A man shovels snow from a snow-covered sidewalk in a storm. Image credit: ©

These laws are not there just to annoy homeowners, though many people do feel that way.  Actually, the rules are there to protect you from liability if someone should slip and fall on the snow or ice and then sue you. The laws are to protect homeowners, renters and business people, as well as the pedestrians who are using the sidewalks. Think about how you’d feel if you slipped and fell and were injured while walking on someone else’s uncleared sidewalks.

These kinds of slip and fall injuries are one of the most common types of personal injuries, leading to one of the most common types of lawsuits. For homeowners, it’s definitely something you want to avoid.

In Philadelphia, the rules are very clear,  according to the Streets Department Web site:

“Within six hours of the end of a snowfall or freezing rain, you must clear a path at least 30 inches wide on your sidewalk.  Do not shovel or sweep the snow into the street.  The penalty for violating this regulation can range from a minimum fine of $25 up to $300 for each violation.  To report a sidewalk that has not been cleared, residents my call the Streets Department Customer Affairs Unit at (215) 686-5560.”

For pedestrians, the consequences of inaction  are critical — if property owners don’t clear the sidewalks, then there is no safe path where pedestrians can walk.  It’s an accident waiting to happen, and a preventable one at that.
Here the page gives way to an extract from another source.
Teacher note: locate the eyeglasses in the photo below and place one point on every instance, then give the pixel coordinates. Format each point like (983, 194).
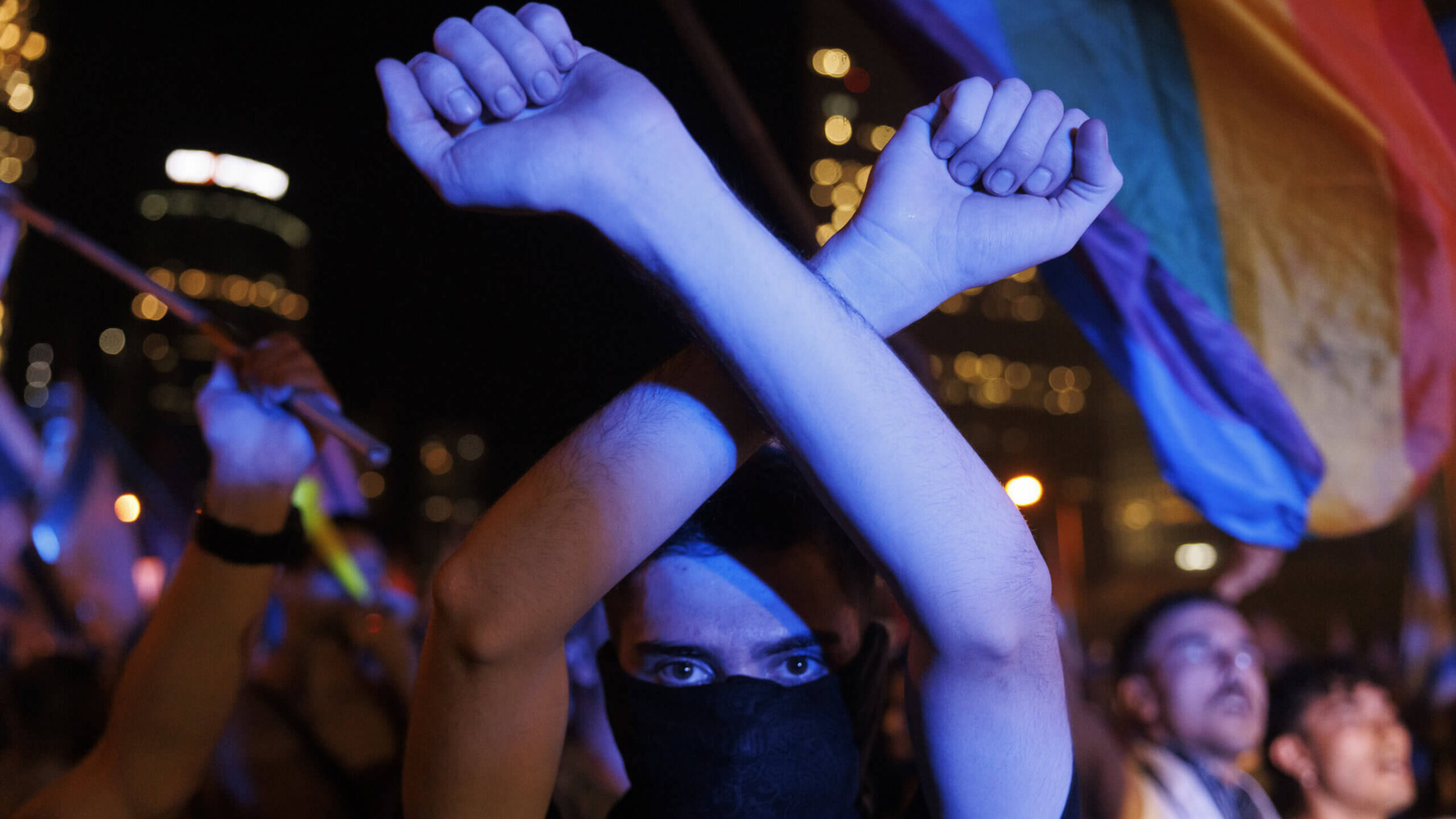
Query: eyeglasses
(1200, 653)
It’s an important courtesy for everyone involved, and you will avoid lots of legal headaches if you follow these rules. Oh, and when you consider the idea of shoveling the snow from the sidewalks back out into the street, you might want to skip that idea. That’s also against the law, and it’s dangerous for vehicles passing through on your street.  Just put the snow safely onto the grass or between the curb and sidewalk.

Look, winter is here for three more months.  So grin and shovel when it snows, for the good of your neighbors. Have a snowball fight with your kids while you’re all shoveling.